I need to upsert data to a PostgreSQL database from a high traffic application which needs to be optimized for write performance. The different rows to upsert in a batch will have values for different columns. They are not full updates of all columns. And these would be upserts so the rows would need to be inserted or updated.
My idea is to do an INSERT ON CONFLICT UPDATE where in the update part I’d use CASE WHEN conditions to write into the update part the data to update to for each row, based on the id’s.

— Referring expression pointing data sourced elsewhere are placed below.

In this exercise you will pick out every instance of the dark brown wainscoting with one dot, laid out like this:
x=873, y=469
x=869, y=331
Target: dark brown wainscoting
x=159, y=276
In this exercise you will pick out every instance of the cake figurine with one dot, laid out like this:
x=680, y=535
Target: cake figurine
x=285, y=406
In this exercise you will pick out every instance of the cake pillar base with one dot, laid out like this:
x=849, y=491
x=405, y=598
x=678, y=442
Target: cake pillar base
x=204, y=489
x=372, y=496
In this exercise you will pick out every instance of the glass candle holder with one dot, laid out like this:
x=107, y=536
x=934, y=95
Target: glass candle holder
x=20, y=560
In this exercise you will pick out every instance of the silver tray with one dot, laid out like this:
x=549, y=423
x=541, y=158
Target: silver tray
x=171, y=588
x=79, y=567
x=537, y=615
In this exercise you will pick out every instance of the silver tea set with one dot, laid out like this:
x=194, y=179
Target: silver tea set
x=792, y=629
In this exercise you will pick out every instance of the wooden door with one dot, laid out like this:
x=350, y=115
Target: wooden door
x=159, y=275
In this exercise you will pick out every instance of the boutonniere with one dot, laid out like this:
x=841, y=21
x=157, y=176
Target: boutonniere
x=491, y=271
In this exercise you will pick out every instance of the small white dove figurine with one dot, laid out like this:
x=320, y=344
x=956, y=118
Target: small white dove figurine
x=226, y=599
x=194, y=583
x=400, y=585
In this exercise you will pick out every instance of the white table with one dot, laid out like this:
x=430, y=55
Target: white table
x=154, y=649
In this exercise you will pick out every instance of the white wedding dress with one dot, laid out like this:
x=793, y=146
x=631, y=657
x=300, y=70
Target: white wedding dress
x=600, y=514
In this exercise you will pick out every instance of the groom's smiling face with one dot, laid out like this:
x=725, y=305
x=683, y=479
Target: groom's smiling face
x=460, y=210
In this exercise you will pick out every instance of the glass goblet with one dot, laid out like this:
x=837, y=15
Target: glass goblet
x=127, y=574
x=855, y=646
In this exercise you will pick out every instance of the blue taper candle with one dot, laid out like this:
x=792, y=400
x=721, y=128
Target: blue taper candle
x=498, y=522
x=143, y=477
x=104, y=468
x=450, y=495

I cannot simply set the columns to EXCLUDED.column_name as not all incoming rows will have all rows set. Some will have NULLs.
I would like to know:
- Is this an ok way of going about this (see example below)?
- Are there performance issues in doing this the way it is shown below? Is the size of the query going to affect performance? Or using those CASE conditions in the update part? Other performance issues?
- If this is not the best way to do this, how would you go about it? Is there a standard way of doing a batch upsert with this kind of data with different columns provided for different rows to insert?
Example of what my idea for doing this is:
Schema (PostgreSQL v16)
CREATE TABLE employees (emp_id INTEGER, name TEXT, department TEXT, PRIMARY KEY (emp_id));
Query #1
INSERT INTO employees VALUES (1, 'john', 'sales');
Query #2
INSERT INTO employees (emp_id, name, department) VALUES (1, DEFAULT, 'it'),
(2, 'jack', 'sales')
ON CONFLICT (emp_id) DO UPDATE SET name = CASE
WHEN employees.emp_id=1 THEN employees.name
WHEN employees.emp_id=2 THEN 'jack' END,
department = CASE WHEN employees.emp_id=1 THEN 'it'
WHEN employees.emp_id=2 THEN 'sales' END
WHERE employees.emp_id IN (1, 2);
Expectation is that Query #2 inserted new employee jack and updated employee john’s department to ‘it’
Query #3
SELECT * FROM employees;
emp_id | name | department |
---|---|---|
1 | john | it |
2 | jack | sales |